Int J Mol Sci. 2021 May 14;22(10):5191. doi: 10.3390/ijms22105191.
The relationship between the two most prominent neuropathological hallmarks of Alzheimer's Disease (AD), extracellular amyloid-β (Aβ) deposits and intracellular accumulation of hyperphosphorylated tau in neurofibrillary tangles (NFT), remains at present not fully understood. A large body of evidence places Aβ upstream in the cascade of pathological events, triggering NFTs formation and the subsequent neuron loss. Extracellular Aβ deposits were indeed causative of an increased tau phosphorylation and accumulation in several transgenic models but the contribution of soluble Aβ peptides is still controversial. Among the different Aβ variants, the N-terminally truncated peptide Aβ is among the most abundant. To understand whether soluble Aβ peptides impact the onset or extent of tau pathology, we have crossed the homozygous Tg4-42 mouse model of AD, exclusively expressing Aβ peptides, with the PS19 (P301S) tau transgenic model. Behavioral assessment showed that the resulting double-transgenic line presented a partial worsening of motor performance and spatial memory deficits in the aged group. While an increased loss of distal CA1 pyramidal neurons was detected in young mice, no significant alterations in hippocampal tau phosphorylation were observed in immunohistochemical analyses.

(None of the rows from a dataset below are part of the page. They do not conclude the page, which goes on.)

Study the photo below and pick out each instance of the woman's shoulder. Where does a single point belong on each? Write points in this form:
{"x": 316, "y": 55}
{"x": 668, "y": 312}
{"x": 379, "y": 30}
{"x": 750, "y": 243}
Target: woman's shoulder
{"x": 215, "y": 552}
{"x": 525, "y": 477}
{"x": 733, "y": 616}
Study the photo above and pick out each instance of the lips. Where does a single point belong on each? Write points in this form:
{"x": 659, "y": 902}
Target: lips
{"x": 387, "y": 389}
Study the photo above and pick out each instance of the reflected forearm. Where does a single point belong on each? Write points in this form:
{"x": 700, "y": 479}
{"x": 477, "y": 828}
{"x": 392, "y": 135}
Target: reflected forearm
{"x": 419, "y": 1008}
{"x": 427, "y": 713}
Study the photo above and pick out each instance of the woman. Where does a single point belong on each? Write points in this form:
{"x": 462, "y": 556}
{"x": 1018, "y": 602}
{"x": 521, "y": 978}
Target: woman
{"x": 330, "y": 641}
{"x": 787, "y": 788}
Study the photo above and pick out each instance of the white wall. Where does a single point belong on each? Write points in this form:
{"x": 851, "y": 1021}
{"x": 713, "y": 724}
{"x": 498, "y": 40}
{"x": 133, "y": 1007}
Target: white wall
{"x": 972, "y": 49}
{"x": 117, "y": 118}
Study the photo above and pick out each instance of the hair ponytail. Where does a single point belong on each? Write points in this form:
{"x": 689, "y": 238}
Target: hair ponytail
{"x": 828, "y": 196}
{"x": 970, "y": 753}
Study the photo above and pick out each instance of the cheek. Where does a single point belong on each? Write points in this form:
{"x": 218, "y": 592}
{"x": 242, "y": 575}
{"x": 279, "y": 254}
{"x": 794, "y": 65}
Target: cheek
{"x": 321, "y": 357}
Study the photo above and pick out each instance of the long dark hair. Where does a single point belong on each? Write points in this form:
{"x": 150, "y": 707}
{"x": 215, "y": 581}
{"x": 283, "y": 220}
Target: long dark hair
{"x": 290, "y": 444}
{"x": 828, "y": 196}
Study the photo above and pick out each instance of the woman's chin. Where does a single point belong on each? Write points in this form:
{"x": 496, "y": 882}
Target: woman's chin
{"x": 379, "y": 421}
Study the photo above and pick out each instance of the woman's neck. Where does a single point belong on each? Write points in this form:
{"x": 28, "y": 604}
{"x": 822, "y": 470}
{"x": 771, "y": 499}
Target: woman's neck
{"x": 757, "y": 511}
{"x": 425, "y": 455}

阿尔茨海默病(AD)的两个最突出的神经病理学特征——细胞外淀粉样蛋白-β(Aβ)沉积和细胞内过度磷酸化的 tau 积聚形成神经原纤维缠结(NFT)之间的关系目前仍不完全清楚。大量证据表明 Aβ 在病理事件级联反应的上游,引发 NFT 的形成和随后的神经元丢失。细胞外 Aβ 沉积确实导致了几种转基因模型中 tau 磷酸化和积聚的增加,但可溶性 Aβ 肽的作用仍存在争议。在不同的 Aβ 变体中,N 端截断的肽 Aβ 是最丰富的一种。为了了解可溶性 Aβ 肽是否影响 tau 病理学的发生或程度,我们将 Aβ 肽特异性表达的纯合 Tg4-42 AD 转基因小鼠与 PS19(P301S)tau 转基因模型进行了杂交。行为评估表明,由此产生的双转基因系在老年组表现出运动性能的部分恶化和空间记忆缺陷。虽然在年轻小鼠中检测到远端 CA1 锥体神经元的丢失增加,但在免疫组织化学分析中未观察到海马 tau 磷酸化的显著改变。